Я расстегнул сорочку – вторую и третью пуговицы. Как раз там у меня на коже остался неглубокий порез примерно в дюйм длиной. Он уже подсох, и вокруг натруди остались ржавые следы крови. Сорожка была испачкана в нескольких местах. Пустяк. Я почти не чувствовал боли.
Лодж опять уселся. Я застегнул сорочку.
– Ну, – сказал он, покусывая кончик карандаша, – какие вопросы вы задавали по поводу майора Дэвидсона и кому?
– Вот это действительно самое странное во, всем этом деле, – сказал я. – Я почти ничего ни у кого не спрашивал. И мне, безусловно, никто ничего толком не сказал.
– Но вы кого-то задели за живое, – сказал Лодж. Он достал из ящика лист бумаги. – Назовите мне имена всех, с кем вы говорили об этой проволоке.
– С вами, – быстро ответил я. – И с миссис Дэвидсон. И все слышали, как я говорил во время следствия, как я нашел эту проволоку.
– Но я заметил, что пресса явно обошла вниманием материалы следствия. А о проволоке даже не было упомянуто, – сказал Лодж. – И ни у кого, кто видел вас на допросе, не могло создаться впечатление, что вы решили – кровь из носу! – распутать это дело. Вы приняли заключение следователя очень спокойно и ничем не выразили, что не согласны с ним.
– Спасибо, что вы предупредили меня заранее, чего мне ждать, – сказал я.
Список, составленный Лоджем, выглядел явно куцым на большом листе бумаги.
– Кто-нибудь еще? – спросил он.
– О... одна приятельница... некая мисс Эллери Пенн. Я сказал ей вчера вечером.
– Приятельница? – переспросил он грубовато.
– Да, – сказал я. Он записал и ее.
– Еще кто-нибудь?
– Нет.
– А почему нет? – спросил он, отодвигая лист.
– Я считал, что вам и сэру Кресвеллу нужно свободное поле действий. Я думал, что могу спутать вам карты, если начну задавать чересчур много вопросов. Ну чтобы люди не насторожились, отвечая на вопросы, что-то в этом роде. Но, судя по всему – вы же сами говорите, что бросаете это дело, – я, кажется, мог действовать свободно. – Я говорил с некоторой горечью.

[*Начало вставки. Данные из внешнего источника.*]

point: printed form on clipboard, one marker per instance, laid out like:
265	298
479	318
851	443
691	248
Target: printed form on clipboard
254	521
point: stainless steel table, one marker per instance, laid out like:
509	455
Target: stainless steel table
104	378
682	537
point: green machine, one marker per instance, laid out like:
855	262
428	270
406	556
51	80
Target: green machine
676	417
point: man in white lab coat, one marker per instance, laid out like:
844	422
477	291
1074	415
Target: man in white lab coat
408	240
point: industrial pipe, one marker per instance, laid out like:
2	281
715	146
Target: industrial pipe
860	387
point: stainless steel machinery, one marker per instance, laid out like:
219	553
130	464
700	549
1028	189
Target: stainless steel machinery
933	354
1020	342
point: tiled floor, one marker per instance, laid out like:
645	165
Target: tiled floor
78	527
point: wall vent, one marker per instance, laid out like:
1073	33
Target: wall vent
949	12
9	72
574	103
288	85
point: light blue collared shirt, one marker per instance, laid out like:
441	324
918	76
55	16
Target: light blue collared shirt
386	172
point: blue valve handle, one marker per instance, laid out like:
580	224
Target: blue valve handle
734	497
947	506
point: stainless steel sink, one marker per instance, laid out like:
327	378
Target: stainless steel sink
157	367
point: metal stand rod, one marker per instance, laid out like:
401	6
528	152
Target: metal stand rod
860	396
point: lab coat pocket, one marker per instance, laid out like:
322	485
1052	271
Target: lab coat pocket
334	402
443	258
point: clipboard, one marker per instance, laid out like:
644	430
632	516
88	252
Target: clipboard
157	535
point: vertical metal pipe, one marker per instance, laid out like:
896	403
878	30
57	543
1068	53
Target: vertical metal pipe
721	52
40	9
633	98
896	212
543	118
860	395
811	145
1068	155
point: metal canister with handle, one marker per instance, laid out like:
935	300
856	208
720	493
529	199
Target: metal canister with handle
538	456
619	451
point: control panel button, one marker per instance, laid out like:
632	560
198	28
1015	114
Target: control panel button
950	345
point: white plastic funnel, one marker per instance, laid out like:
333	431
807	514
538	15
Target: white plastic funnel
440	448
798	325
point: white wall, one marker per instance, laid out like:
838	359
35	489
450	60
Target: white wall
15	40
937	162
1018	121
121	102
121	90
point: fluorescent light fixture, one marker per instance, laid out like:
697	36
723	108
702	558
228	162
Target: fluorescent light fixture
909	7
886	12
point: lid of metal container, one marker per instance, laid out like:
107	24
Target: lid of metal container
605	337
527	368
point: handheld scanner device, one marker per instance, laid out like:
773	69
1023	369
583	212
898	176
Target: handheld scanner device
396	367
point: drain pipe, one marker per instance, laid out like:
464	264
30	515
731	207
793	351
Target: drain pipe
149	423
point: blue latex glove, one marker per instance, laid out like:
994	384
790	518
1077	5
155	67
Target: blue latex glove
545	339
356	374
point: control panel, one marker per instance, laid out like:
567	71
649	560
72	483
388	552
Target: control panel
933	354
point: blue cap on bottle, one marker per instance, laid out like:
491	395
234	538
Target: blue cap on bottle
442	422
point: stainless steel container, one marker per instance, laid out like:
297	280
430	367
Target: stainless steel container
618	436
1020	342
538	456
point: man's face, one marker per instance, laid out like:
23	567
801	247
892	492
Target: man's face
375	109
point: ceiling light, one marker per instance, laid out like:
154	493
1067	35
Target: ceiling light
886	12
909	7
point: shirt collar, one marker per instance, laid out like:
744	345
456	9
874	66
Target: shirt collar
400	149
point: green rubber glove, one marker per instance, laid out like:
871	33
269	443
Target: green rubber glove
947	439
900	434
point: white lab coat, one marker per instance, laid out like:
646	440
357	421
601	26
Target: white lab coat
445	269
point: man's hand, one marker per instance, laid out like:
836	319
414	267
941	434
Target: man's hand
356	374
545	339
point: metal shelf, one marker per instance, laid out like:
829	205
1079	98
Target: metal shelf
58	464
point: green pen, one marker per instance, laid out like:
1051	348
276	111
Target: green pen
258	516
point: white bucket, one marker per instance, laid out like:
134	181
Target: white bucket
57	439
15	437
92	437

Лодж внимательно посмотрел на меня.
– Вам неприятно, что вас считают юным и чересчур горячим, – сказал он.
– Двадцать четыре года – это уже не юность, – сказал я. – Помнится, был премьер-министр, который в этом возрасте управлял Англией. И неплохо управлял.
– Это к делу не относится, вы отлично понимаете, – сказал он.
Я усмехнулся.
Лодж сказал:
– Что вы теперь думаете делать?
– Поеду домой, – ответил я, взглянув на часы.
– Нет, я по поводу майора Давидсона.
– Задайте вопрос полегче, – ответил я быстро.
– Несмотря на предупреждение?
– Именно по этой причине, – сказал я. – Самый факт, что пять человек были посланы запугать меня, показывает, сколько тут кроется. Билл Дэвидсон был хорошим другом, вы знаете. Я не могу смиренно позволить тому, кто был причиной его смерти – кто бы он ни был, – остаться безнаказанным. – Я подумал секунду. – Прежде всего я разыщу владельца тех такси, которые водят Чубчик и компания.
– Ну что же, неофициально я желаю вам удачи, Но будьте осторожны, – сказал Лодж.
– Конечно, – сказал я, вставая. Лодж проводил меня до самой двери на улицу и пожал мне руку.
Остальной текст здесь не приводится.